Opus 7, one of the most esteemed musical groups anywhere, has little interest in musical trinkets of the season, at least this year. At its annual Christmas concert Sunday night at St James Cathedral, the vocal ensemble looked to Mendelssohn as well as Einojuhani Rautavaara and Georg Schumann instead. All proved to be fascinating.

Generally devoted to new music of the area, Opus 7’s founding artistic director Loren Ponten chose to complete the group’s Mendelssohn cycle this past weekend with two works, separated by nearly a decade: “Magnificat,” composed at the remarkable age of 13, and “Vom Himmel hoch” (“From Heaven on High”). Not all of the composer’s vocal music, or his instrumental music for that matter, has received the notice it deserves. The “Magnificat” is a piece of striking proportions, with its quartet of vocal soloists, an orchestra and chorus. As a piece of music, rarely performed, it has many attractive attributes, including the astonishing youth of the composer. The group’s reading was variable in its effects. “Von Himmel hoch” (“From Heaven on High”) was on a more even keel and thus ultimately more satisfying.

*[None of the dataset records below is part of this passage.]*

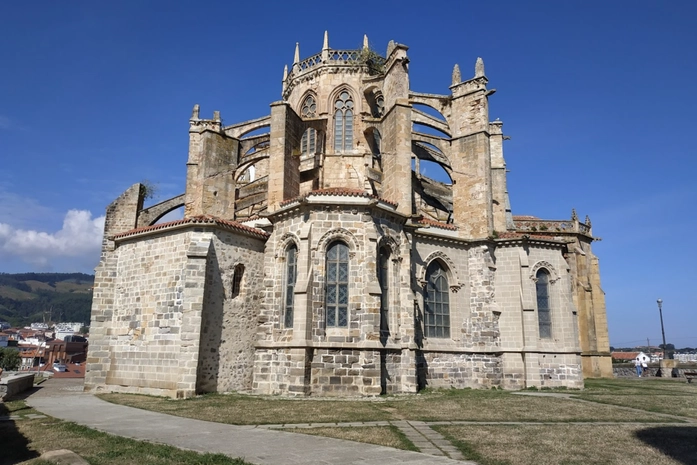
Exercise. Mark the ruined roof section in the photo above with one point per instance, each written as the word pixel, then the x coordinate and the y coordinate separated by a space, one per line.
pixel 337 191
pixel 436 224
pixel 204 220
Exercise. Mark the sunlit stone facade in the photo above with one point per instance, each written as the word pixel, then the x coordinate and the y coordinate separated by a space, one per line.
pixel 315 257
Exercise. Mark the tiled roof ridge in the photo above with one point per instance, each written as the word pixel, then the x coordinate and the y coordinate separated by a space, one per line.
pixel 343 191
pixel 199 219
pixel 436 224
pixel 518 235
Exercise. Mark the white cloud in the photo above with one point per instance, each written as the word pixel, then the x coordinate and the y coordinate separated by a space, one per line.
pixel 79 241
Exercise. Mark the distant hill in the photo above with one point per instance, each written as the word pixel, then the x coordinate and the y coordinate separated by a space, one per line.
pixel 33 297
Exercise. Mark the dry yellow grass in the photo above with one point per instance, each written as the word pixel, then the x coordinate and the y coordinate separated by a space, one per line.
pixel 576 445
pixel 671 396
pixel 469 405
pixel 24 440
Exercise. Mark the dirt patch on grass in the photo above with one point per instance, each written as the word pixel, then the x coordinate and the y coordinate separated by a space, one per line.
pixel 571 444
pixel 468 405
pixel 388 436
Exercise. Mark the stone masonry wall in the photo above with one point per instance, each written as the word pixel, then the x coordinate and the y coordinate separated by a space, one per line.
pixel 463 370
pixel 137 346
pixel 229 321
pixel 529 360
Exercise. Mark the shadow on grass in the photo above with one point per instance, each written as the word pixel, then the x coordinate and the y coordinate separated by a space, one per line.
pixel 15 447
pixel 677 442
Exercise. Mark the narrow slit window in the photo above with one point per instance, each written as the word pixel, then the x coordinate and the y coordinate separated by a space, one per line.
pixel 237 281
pixel 343 123
pixel 291 276
pixel 336 290
pixel 544 314
pixel 437 314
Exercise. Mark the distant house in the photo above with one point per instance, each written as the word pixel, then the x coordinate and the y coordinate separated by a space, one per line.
pixel 624 356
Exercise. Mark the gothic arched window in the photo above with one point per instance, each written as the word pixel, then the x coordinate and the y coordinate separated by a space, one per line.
pixel 437 302
pixel 308 143
pixel 309 108
pixel 289 290
pixel 336 292
pixel 343 123
pixel 544 314
pixel 237 275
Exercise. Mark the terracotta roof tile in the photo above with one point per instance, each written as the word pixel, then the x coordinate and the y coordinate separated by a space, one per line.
pixel 201 219
pixel 519 235
pixel 436 224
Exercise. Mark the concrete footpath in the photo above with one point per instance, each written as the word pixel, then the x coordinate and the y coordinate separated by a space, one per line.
pixel 256 445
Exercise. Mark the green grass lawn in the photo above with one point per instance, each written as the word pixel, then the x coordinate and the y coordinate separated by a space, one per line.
pixel 25 439
pixel 617 421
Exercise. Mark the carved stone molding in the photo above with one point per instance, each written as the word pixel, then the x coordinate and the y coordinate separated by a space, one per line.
pixel 547 266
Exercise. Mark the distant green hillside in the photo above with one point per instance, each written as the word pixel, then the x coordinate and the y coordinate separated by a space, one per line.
pixel 33 297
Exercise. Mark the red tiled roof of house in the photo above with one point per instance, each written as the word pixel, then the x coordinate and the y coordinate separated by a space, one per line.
pixel 519 235
pixel 624 355
pixel 342 191
pixel 201 219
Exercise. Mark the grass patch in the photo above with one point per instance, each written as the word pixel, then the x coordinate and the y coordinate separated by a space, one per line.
pixel 636 437
pixel 463 405
pixel 388 436
pixel 574 444
pixel 24 440
pixel 652 395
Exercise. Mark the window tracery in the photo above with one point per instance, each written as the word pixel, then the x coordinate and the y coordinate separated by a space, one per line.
pixel 343 122
pixel 544 314
pixel 289 290
pixel 336 288
pixel 309 107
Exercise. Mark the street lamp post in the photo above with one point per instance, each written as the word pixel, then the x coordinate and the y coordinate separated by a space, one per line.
pixel 663 333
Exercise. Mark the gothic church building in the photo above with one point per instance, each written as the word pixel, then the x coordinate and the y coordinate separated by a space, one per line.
pixel 315 257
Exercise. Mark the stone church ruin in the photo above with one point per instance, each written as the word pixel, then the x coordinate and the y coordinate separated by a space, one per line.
pixel 316 257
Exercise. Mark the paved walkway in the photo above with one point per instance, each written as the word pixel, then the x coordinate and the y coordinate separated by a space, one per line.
pixel 63 399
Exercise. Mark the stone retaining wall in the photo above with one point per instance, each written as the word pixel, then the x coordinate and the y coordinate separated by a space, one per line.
pixel 13 384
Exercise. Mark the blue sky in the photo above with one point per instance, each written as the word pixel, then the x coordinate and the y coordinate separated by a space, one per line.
pixel 598 98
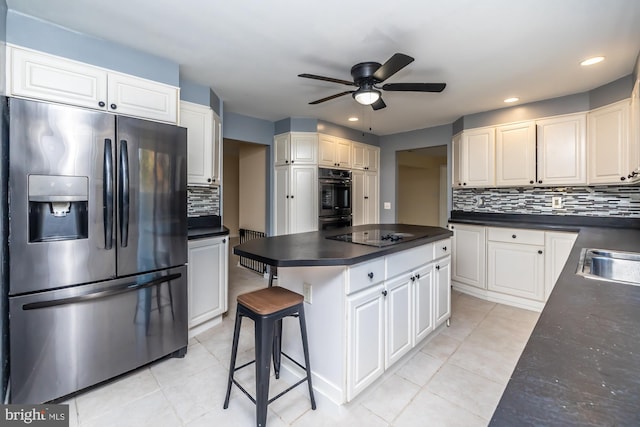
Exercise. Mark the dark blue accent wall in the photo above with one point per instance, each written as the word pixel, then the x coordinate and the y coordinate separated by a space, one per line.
pixel 27 31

As a result of its unique political history and the importance of Jean Sibelius in its national life, the country provides extraordinary support to music, beginning with education and extending to the professional stage. As a result it has produced a huge number of the some of leading musicians in the world. Rautavaara is among them. “Canticum Mariae Virginis” is a shimmering piece of music that evokes the Virgin Mary. It moves in wondrous and sometimes strange ways, suggesting the old and the new but always with its own language. It is here that Opus 7 was at its best, not only because ot its well-trained ears and musical talent, but its long association with modern music. For many groups, the Rautvaara would hold many terrors. Not Opus 7, or so it appeared. 

Georg Schumann, whose dates are 1866-1952, is neither as famous as his predecessor nor related to Robert. He was a German conductor, composer and teacher who succeeded Max Bruch as head of the Academy of Arts in Berlin His “Vom Himmel hoch da komm ich her” (“From Heaven I Come to You”) represents the summit of his choral writing, according to the program notes of John Muehleisen, composer-in-residence for Opus 7. Certainly Opus 7 treated the work as such with careful balances, textural clarity and an assured sense of the urgency of the text. 

Ponten is a conductor of intelligence and musical adaptability, not to mention ambition and hard work. The soloists for the night were excellent: soprano Lisa Ponten, mezzo-soprano Kathryn Weld, bass Norman Smith and baritone Ben Grover.